Up there on the gorilla's shoulder, smiling stupidly at the other examiners who are now guffawing in unison, I puzzle as to what this is all about. It's not my birthday. Have I won a jackpot on the football pools? And where is he taking me?

Then the door opens again and in bursts a posse of examiners from Review Panel B who have been working in a different part of the building all week.

Their leader sees what's going on and yells to the gorilla: "No! Not him! Him!" pointing to an examiner of similar handsome appearance who was also wearing a blue shirt and was also stationed near to the window wall.

The gorilla dumps me and then descends on the quarry he had really been hired to humiliate. As I recall, it was indeed his birthday. But the intended funny scene has been distorted by the gorilla's poor hunting instinct.

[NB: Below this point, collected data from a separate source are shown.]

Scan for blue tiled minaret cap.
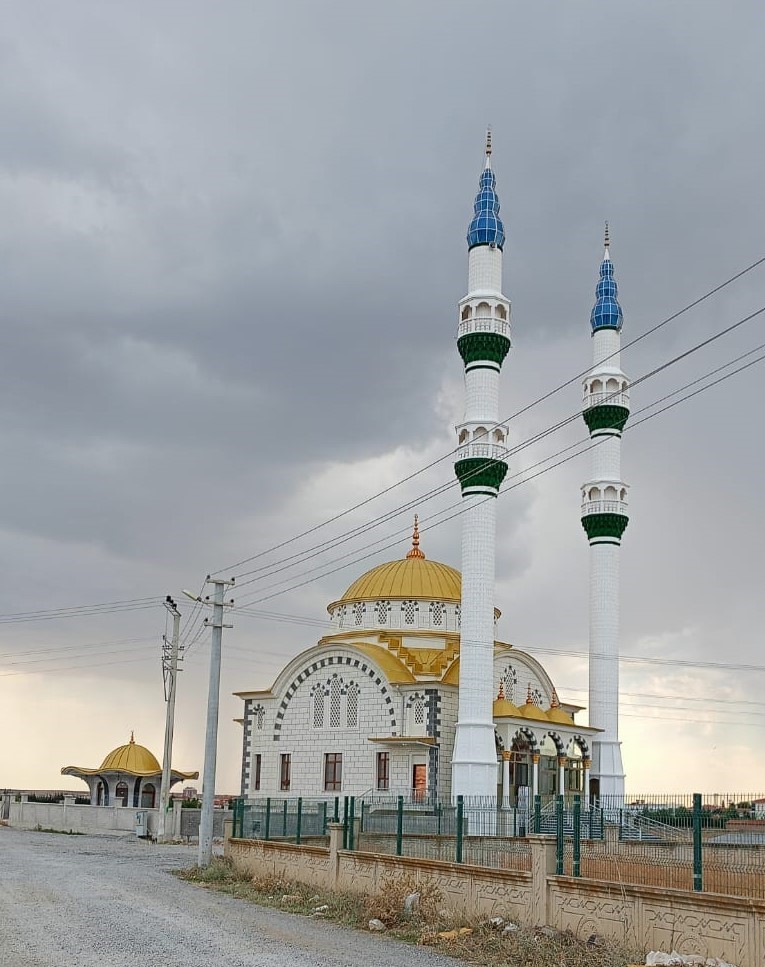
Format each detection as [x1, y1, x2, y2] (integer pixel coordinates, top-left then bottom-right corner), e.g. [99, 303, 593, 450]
[590, 223, 623, 331]
[467, 130, 505, 251]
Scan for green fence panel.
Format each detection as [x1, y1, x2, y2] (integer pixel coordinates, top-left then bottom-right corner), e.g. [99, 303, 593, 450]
[693, 792, 703, 892]
[555, 796, 564, 875]
[455, 796, 464, 864]
[573, 795, 581, 877]
[264, 798, 271, 840]
[396, 796, 404, 856]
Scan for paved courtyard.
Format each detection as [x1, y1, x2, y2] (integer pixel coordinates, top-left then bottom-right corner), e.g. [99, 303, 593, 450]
[0, 827, 460, 967]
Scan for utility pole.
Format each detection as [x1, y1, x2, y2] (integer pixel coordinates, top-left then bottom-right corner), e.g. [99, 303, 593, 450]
[157, 595, 181, 843]
[186, 576, 234, 867]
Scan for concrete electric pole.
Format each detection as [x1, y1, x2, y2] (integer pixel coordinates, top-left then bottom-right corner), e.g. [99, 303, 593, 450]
[184, 576, 235, 867]
[157, 595, 181, 843]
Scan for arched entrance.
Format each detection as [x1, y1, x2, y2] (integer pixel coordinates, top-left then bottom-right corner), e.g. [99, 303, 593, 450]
[140, 783, 156, 808]
[115, 782, 128, 807]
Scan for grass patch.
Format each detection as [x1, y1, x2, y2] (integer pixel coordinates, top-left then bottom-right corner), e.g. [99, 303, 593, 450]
[175, 860, 643, 967]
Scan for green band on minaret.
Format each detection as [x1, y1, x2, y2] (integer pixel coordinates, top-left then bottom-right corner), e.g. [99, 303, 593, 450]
[581, 512, 629, 542]
[457, 332, 511, 368]
[455, 457, 508, 494]
[583, 405, 629, 434]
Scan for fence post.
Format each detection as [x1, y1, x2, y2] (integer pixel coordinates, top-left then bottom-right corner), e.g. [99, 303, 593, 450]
[455, 796, 464, 864]
[342, 796, 349, 850]
[359, 799, 364, 833]
[396, 796, 403, 856]
[555, 795, 564, 875]
[598, 804, 604, 840]
[333, 796, 339, 823]
[693, 792, 703, 892]
[282, 800, 288, 838]
[437, 803, 442, 836]
[573, 794, 581, 877]
[348, 797, 356, 851]
[533, 794, 542, 835]
[296, 797, 302, 845]
[264, 797, 271, 841]
[322, 801, 328, 835]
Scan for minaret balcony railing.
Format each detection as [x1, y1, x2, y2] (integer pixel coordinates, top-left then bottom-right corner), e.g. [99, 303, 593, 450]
[458, 315, 511, 340]
[581, 498, 628, 518]
[583, 389, 630, 409]
[456, 441, 509, 463]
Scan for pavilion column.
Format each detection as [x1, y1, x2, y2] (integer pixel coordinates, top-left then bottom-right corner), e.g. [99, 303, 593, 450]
[502, 751, 511, 808]
[531, 754, 540, 799]
[583, 758, 591, 808]
[558, 756, 567, 796]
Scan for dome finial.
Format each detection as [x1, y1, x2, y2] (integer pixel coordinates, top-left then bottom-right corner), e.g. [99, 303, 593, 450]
[485, 126, 492, 161]
[550, 689, 560, 709]
[590, 222, 623, 331]
[406, 514, 426, 559]
[497, 680, 505, 701]
[525, 683, 534, 705]
[129, 731, 135, 744]
[604, 220, 610, 253]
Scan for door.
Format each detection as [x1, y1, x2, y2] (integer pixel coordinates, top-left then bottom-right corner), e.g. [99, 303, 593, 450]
[412, 764, 427, 802]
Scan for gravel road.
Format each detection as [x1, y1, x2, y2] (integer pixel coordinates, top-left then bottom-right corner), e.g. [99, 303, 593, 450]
[0, 827, 463, 967]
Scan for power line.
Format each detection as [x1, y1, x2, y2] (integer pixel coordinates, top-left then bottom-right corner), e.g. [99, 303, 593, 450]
[209, 254, 765, 578]
[231, 342, 765, 608]
[229, 306, 765, 597]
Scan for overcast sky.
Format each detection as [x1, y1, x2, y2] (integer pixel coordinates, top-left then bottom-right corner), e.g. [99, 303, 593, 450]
[1, 1, 763, 795]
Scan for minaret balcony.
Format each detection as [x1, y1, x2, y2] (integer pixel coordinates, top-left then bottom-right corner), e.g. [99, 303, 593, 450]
[583, 388, 630, 410]
[581, 497, 629, 518]
[458, 315, 510, 341]
[456, 440, 509, 464]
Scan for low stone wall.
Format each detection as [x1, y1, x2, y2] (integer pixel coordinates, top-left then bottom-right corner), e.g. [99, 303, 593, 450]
[8, 799, 232, 840]
[226, 828, 765, 967]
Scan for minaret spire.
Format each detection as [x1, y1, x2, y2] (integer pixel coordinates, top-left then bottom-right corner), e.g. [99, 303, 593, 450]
[580, 226, 629, 800]
[451, 136, 512, 803]
[406, 514, 425, 559]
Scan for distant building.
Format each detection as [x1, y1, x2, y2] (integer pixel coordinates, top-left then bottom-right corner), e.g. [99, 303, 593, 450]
[61, 733, 198, 807]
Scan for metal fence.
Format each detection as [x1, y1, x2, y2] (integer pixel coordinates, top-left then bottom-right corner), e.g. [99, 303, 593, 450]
[231, 792, 765, 898]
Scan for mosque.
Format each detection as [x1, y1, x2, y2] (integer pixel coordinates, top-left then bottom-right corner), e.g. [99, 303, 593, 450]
[236, 133, 629, 804]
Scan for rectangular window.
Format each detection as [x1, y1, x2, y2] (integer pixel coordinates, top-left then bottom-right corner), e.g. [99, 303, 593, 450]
[253, 754, 261, 792]
[324, 752, 343, 791]
[280, 753, 291, 791]
[376, 752, 390, 791]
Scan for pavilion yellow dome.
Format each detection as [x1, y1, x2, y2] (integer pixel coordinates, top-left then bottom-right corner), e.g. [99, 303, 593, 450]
[100, 734, 161, 775]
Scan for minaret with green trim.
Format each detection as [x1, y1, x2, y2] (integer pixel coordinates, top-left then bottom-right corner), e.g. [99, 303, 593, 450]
[581, 223, 629, 800]
[451, 131, 511, 801]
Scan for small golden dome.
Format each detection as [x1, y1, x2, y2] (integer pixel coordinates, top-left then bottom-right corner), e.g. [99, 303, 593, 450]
[546, 690, 574, 725]
[518, 684, 549, 722]
[493, 698, 523, 718]
[100, 733, 161, 774]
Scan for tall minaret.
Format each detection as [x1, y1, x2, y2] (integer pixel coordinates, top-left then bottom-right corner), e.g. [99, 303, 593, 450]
[581, 224, 629, 800]
[451, 131, 511, 800]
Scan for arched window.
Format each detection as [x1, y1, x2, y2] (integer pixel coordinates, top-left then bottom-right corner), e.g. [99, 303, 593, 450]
[329, 677, 343, 729]
[495, 304, 507, 320]
[312, 686, 325, 729]
[141, 783, 156, 808]
[407, 694, 427, 736]
[455, 604, 461, 628]
[430, 601, 444, 627]
[476, 301, 491, 316]
[346, 683, 359, 728]
[402, 600, 417, 626]
[115, 782, 128, 807]
[353, 602, 365, 627]
[253, 704, 265, 731]
[375, 601, 389, 625]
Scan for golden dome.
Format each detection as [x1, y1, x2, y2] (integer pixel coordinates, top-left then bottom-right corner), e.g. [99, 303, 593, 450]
[337, 556, 461, 604]
[329, 519, 461, 609]
[546, 690, 574, 725]
[100, 733, 161, 774]
[493, 698, 523, 718]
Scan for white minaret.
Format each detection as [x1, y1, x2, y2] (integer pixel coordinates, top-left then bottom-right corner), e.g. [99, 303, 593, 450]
[581, 224, 629, 800]
[451, 132, 511, 801]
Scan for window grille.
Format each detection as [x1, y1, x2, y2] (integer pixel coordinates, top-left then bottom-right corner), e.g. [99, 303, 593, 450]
[430, 601, 443, 627]
[402, 600, 417, 625]
[254, 705, 265, 731]
[500, 665, 518, 703]
[375, 601, 389, 625]
[414, 700, 425, 725]
[353, 602, 365, 626]
[346, 684, 358, 728]
[329, 678, 342, 728]
[313, 688, 324, 729]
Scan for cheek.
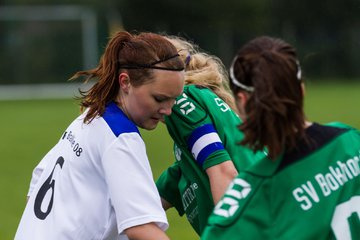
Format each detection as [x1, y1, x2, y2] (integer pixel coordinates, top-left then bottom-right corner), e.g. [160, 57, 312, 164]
[139, 101, 156, 116]
[130, 94, 157, 116]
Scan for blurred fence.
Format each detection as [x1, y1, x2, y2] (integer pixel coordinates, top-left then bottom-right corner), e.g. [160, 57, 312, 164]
[0, 82, 94, 100]
[0, 5, 98, 85]
[1, 3, 360, 88]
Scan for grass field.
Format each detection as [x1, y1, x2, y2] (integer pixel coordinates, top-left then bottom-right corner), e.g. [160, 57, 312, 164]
[1, 81, 359, 239]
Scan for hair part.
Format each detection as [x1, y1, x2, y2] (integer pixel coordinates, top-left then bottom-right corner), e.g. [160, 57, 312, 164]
[70, 31, 184, 123]
[231, 36, 306, 160]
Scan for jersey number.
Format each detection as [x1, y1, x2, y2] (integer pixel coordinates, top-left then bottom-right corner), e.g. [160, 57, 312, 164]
[214, 98, 230, 112]
[331, 196, 360, 239]
[176, 93, 196, 115]
[213, 178, 251, 217]
[34, 156, 64, 220]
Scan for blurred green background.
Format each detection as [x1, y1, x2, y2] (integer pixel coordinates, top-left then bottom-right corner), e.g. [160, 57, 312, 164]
[0, 81, 359, 239]
[1, 0, 360, 239]
[1, 0, 360, 84]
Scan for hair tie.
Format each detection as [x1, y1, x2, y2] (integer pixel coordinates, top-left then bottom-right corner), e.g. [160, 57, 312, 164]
[185, 54, 191, 66]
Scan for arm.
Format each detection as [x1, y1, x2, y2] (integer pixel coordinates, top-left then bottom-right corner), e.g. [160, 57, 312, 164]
[125, 223, 170, 240]
[206, 160, 238, 204]
[167, 87, 238, 202]
[160, 197, 173, 210]
[103, 134, 169, 236]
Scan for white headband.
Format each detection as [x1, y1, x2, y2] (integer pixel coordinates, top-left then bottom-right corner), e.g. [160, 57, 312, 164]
[229, 56, 254, 92]
[296, 60, 302, 80]
[230, 56, 302, 92]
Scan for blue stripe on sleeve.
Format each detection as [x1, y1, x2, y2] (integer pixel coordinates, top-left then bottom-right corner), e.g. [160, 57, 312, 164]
[196, 142, 225, 166]
[188, 124, 216, 149]
[187, 124, 225, 166]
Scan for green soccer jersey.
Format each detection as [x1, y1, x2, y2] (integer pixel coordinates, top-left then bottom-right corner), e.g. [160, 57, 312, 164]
[156, 85, 263, 235]
[202, 122, 360, 240]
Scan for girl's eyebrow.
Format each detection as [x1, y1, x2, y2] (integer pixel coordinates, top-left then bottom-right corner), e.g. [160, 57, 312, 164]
[155, 92, 179, 100]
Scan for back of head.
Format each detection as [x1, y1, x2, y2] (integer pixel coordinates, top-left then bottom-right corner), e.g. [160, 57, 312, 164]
[165, 35, 236, 110]
[230, 36, 305, 159]
[71, 31, 184, 123]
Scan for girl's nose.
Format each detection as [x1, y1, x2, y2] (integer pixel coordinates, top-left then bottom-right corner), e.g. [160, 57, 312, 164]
[159, 106, 172, 116]
[159, 99, 176, 116]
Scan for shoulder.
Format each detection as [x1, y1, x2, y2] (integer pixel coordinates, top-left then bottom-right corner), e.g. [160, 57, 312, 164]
[169, 85, 210, 125]
[170, 84, 226, 123]
[276, 122, 360, 172]
[182, 84, 215, 98]
[177, 85, 214, 107]
[101, 102, 139, 137]
[325, 121, 358, 132]
[308, 122, 351, 139]
[317, 122, 360, 141]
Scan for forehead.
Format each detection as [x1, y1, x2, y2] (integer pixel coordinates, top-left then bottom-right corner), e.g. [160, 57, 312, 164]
[142, 70, 184, 96]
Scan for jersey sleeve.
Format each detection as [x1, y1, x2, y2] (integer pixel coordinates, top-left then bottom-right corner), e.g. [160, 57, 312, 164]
[166, 86, 231, 170]
[102, 132, 168, 235]
[156, 160, 185, 216]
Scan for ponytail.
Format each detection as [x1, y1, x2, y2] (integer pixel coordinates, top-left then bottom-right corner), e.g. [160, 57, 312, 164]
[231, 36, 306, 160]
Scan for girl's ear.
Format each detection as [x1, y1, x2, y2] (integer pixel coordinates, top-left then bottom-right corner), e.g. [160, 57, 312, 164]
[235, 91, 249, 120]
[119, 73, 130, 92]
[236, 91, 248, 106]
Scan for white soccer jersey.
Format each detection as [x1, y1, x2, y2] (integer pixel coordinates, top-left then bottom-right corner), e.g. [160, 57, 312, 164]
[15, 102, 168, 240]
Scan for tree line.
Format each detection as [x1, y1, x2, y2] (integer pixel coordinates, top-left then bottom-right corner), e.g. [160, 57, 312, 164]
[1, 0, 359, 84]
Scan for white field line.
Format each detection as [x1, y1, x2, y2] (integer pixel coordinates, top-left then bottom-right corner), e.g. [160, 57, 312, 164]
[0, 82, 94, 100]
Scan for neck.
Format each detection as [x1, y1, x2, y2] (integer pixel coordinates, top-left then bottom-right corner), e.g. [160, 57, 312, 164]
[304, 120, 313, 128]
[115, 96, 131, 120]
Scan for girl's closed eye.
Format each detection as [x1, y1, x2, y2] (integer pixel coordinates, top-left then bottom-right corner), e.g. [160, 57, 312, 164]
[154, 95, 172, 103]
[154, 96, 165, 102]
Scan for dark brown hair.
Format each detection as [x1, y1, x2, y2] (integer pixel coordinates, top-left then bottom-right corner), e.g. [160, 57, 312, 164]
[70, 31, 184, 123]
[230, 36, 305, 160]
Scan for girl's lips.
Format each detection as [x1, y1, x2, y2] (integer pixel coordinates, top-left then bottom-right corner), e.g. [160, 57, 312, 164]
[151, 117, 161, 123]
[152, 116, 165, 122]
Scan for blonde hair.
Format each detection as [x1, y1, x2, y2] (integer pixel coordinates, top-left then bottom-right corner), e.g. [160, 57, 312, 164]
[165, 36, 236, 110]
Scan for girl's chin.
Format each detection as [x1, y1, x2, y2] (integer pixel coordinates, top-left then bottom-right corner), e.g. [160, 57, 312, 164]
[141, 119, 159, 130]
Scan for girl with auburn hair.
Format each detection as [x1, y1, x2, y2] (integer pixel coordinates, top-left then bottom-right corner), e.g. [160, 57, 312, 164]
[202, 36, 360, 240]
[156, 35, 264, 236]
[15, 31, 185, 240]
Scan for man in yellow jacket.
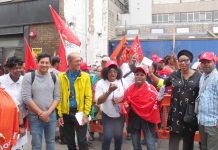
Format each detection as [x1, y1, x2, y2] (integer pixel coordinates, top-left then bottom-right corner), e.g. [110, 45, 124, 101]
[57, 52, 92, 150]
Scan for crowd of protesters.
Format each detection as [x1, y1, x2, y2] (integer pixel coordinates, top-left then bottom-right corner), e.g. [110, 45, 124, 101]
[0, 48, 218, 150]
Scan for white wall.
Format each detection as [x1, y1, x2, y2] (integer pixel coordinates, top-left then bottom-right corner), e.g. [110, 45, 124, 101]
[64, 0, 108, 65]
[121, 0, 152, 26]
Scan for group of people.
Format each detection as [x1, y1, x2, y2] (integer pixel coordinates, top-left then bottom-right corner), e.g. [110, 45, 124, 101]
[0, 49, 217, 150]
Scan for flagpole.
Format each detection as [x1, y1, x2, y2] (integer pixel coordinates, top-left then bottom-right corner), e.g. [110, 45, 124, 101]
[172, 26, 176, 54]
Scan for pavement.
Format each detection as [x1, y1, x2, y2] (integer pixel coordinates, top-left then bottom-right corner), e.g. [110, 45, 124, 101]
[23, 133, 200, 150]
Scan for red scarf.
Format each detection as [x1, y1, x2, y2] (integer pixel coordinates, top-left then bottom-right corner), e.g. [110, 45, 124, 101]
[124, 82, 160, 124]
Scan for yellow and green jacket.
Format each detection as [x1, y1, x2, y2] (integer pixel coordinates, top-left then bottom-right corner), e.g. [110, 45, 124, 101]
[57, 71, 92, 117]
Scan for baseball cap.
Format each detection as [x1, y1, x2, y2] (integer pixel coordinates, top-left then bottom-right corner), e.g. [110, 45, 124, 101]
[134, 66, 148, 74]
[199, 52, 216, 62]
[105, 60, 118, 68]
[80, 62, 91, 71]
[151, 54, 159, 62]
[155, 57, 164, 63]
[101, 56, 110, 62]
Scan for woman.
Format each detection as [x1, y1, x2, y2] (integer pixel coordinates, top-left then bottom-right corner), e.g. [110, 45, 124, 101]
[150, 50, 201, 150]
[95, 60, 127, 150]
[124, 66, 160, 150]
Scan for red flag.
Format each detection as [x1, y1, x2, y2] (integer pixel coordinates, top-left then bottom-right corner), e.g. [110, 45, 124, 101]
[49, 5, 81, 47]
[24, 38, 37, 73]
[110, 36, 126, 62]
[57, 40, 68, 72]
[129, 36, 144, 63]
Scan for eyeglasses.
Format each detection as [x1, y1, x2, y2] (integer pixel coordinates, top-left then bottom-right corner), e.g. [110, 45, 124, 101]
[178, 59, 190, 64]
[108, 69, 118, 74]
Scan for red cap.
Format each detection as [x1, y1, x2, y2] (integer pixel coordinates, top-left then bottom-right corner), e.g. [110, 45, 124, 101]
[80, 62, 91, 71]
[199, 52, 216, 62]
[151, 54, 159, 62]
[105, 60, 118, 68]
[155, 57, 164, 63]
[134, 66, 148, 74]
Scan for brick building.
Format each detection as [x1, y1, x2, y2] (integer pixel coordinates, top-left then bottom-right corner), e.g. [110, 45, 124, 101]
[0, 0, 62, 65]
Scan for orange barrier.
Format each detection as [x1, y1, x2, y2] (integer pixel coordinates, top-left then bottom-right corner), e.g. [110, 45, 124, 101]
[89, 120, 103, 133]
[156, 95, 200, 141]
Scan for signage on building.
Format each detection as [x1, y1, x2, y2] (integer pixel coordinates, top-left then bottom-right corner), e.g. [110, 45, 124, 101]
[32, 48, 42, 58]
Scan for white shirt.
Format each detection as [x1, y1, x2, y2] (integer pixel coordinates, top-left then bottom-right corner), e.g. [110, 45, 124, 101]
[0, 74, 26, 118]
[95, 79, 128, 118]
[120, 63, 135, 87]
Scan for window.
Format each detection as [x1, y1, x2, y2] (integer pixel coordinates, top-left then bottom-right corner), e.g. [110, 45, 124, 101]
[175, 13, 180, 23]
[199, 12, 206, 22]
[152, 15, 158, 23]
[162, 14, 168, 23]
[194, 12, 199, 22]
[205, 12, 212, 22]
[169, 14, 175, 23]
[181, 13, 188, 22]
[214, 11, 218, 22]
[188, 12, 194, 22]
[158, 14, 163, 23]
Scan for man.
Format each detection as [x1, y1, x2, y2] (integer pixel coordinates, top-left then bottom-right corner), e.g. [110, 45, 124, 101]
[198, 52, 218, 150]
[57, 52, 92, 150]
[22, 52, 60, 150]
[101, 55, 110, 68]
[49, 56, 60, 75]
[0, 56, 26, 144]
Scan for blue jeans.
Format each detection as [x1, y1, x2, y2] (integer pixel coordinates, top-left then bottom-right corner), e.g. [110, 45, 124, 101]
[131, 121, 156, 150]
[102, 112, 124, 150]
[28, 112, 56, 150]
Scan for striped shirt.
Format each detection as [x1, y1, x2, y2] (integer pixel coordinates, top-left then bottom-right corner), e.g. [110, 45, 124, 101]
[198, 69, 218, 126]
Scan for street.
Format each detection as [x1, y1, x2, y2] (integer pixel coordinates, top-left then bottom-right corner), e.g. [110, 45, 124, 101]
[23, 133, 200, 150]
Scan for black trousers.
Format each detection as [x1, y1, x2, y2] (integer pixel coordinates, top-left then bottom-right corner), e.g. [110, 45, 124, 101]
[63, 113, 88, 150]
[169, 131, 195, 150]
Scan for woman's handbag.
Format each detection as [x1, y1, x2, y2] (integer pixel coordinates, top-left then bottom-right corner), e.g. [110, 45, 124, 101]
[183, 103, 197, 124]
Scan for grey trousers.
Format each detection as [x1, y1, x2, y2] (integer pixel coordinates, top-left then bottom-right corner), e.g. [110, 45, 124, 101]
[199, 124, 218, 150]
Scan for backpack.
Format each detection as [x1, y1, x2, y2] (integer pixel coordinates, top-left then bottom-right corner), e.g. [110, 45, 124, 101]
[31, 71, 56, 85]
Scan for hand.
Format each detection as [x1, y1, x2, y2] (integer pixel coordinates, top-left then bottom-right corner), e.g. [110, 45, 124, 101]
[82, 115, 89, 125]
[148, 66, 154, 77]
[19, 127, 26, 137]
[171, 54, 177, 64]
[108, 83, 118, 93]
[58, 117, 64, 127]
[123, 101, 129, 108]
[39, 111, 50, 123]
[113, 97, 123, 104]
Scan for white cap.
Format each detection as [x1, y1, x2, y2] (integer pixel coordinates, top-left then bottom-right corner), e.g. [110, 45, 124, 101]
[101, 56, 110, 62]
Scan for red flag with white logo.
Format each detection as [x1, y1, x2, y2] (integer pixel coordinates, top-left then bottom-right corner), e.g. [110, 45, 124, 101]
[129, 36, 144, 63]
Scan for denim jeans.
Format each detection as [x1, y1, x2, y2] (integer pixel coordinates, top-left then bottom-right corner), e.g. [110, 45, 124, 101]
[131, 121, 156, 150]
[102, 112, 124, 150]
[28, 112, 56, 150]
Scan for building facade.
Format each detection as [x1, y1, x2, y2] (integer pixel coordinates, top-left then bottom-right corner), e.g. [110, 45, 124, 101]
[114, 0, 218, 40]
[0, 0, 61, 66]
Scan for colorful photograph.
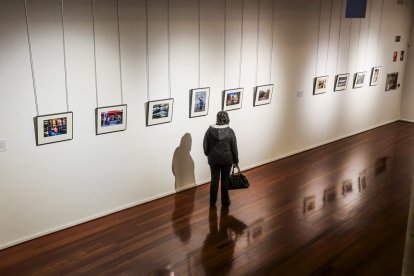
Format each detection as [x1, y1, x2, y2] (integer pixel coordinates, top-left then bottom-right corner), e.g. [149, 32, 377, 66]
[147, 98, 174, 126]
[334, 74, 349, 91]
[190, 88, 210, 118]
[96, 105, 127, 135]
[101, 110, 123, 127]
[254, 84, 273, 106]
[370, 67, 381, 86]
[35, 112, 73, 146]
[385, 72, 398, 91]
[223, 88, 243, 111]
[226, 92, 241, 106]
[353, 72, 366, 89]
[43, 117, 67, 137]
[393, 51, 398, 62]
[313, 76, 328, 95]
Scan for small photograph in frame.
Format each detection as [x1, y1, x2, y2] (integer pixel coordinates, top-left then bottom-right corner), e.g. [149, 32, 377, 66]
[313, 76, 328, 95]
[223, 88, 243, 111]
[35, 111, 73, 146]
[147, 98, 174, 126]
[96, 104, 127, 135]
[400, 50, 405, 61]
[370, 67, 381, 86]
[395, 35, 401, 42]
[334, 73, 349, 91]
[254, 84, 273, 106]
[353, 71, 366, 89]
[393, 51, 398, 62]
[190, 87, 210, 118]
[385, 72, 398, 91]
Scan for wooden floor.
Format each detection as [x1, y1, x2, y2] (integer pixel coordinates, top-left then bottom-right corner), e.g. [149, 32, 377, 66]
[1, 121, 414, 275]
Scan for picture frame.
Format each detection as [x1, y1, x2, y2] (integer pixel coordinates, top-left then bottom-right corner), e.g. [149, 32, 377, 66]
[254, 84, 273, 106]
[35, 111, 73, 146]
[313, 76, 328, 95]
[385, 72, 398, 91]
[400, 51, 405, 61]
[189, 87, 210, 118]
[223, 88, 243, 111]
[369, 67, 381, 86]
[96, 104, 127, 135]
[393, 51, 398, 62]
[353, 71, 366, 89]
[147, 98, 174, 126]
[334, 73, 349, 91]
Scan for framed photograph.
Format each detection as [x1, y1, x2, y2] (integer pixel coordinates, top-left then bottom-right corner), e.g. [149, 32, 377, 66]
[370, 67, 381, 86]
[147, 98, 174, 126]
[385, 72, 398, 91]
[190, 87, 210, 118]
[35, 111, 73, 146]
[254, 84, 273, 106]
[313, 76, 328, 95]
[353, 71, 366, 89]
[96, 104, 127, 135]
[395, 35, 401, 42]
[334, 73, 349, 91]
[393, 51, 398, 62]
[400, 50, 405, 61]
[223, 88, 243, 111]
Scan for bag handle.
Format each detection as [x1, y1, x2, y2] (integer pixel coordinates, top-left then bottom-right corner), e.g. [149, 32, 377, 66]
[232, 164, 240, 176]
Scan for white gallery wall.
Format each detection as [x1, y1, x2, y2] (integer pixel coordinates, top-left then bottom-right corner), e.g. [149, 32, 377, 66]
[0, 0, 412, 249]
[401, 7, 414, 122]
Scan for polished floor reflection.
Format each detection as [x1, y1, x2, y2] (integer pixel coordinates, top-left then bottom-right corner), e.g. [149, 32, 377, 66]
[1, 121, 414, 275]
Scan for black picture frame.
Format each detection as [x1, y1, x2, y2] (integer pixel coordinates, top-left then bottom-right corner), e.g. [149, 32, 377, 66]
[95, 104, 127, 135]
[146, 98, 174, 126]
[34, 111, 73, 146]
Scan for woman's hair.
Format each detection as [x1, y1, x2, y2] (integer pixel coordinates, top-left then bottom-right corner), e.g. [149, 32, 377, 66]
[216, 111, 230, 125]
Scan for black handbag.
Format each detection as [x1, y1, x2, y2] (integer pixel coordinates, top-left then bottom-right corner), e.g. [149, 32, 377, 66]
[229, 165, 250, 190]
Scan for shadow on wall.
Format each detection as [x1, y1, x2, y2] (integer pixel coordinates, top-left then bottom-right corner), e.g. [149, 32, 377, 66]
[172, 133, 196, 191]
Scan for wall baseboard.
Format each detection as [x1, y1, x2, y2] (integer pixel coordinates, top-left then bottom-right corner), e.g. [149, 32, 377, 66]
[399, 118, 414, 124]
[0, 119, 402, 250]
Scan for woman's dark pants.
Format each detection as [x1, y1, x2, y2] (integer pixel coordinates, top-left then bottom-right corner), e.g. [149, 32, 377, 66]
[209, 164, 232, 205]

After all, gorillas are essentially vegetarian leaf munchers!

When the sweaty gorilla takes his head off, I compliment him on his sheer strength and he in turn is apologetic about my embarrassment. Two minutes later, the intruders, including King Kong have departed and Review Panel A returns to the important business of claiming expenses.

It was certainly one of the strangest incidents from my entire time in teaching and I remain eternally grateful that the gorilla did not drop me.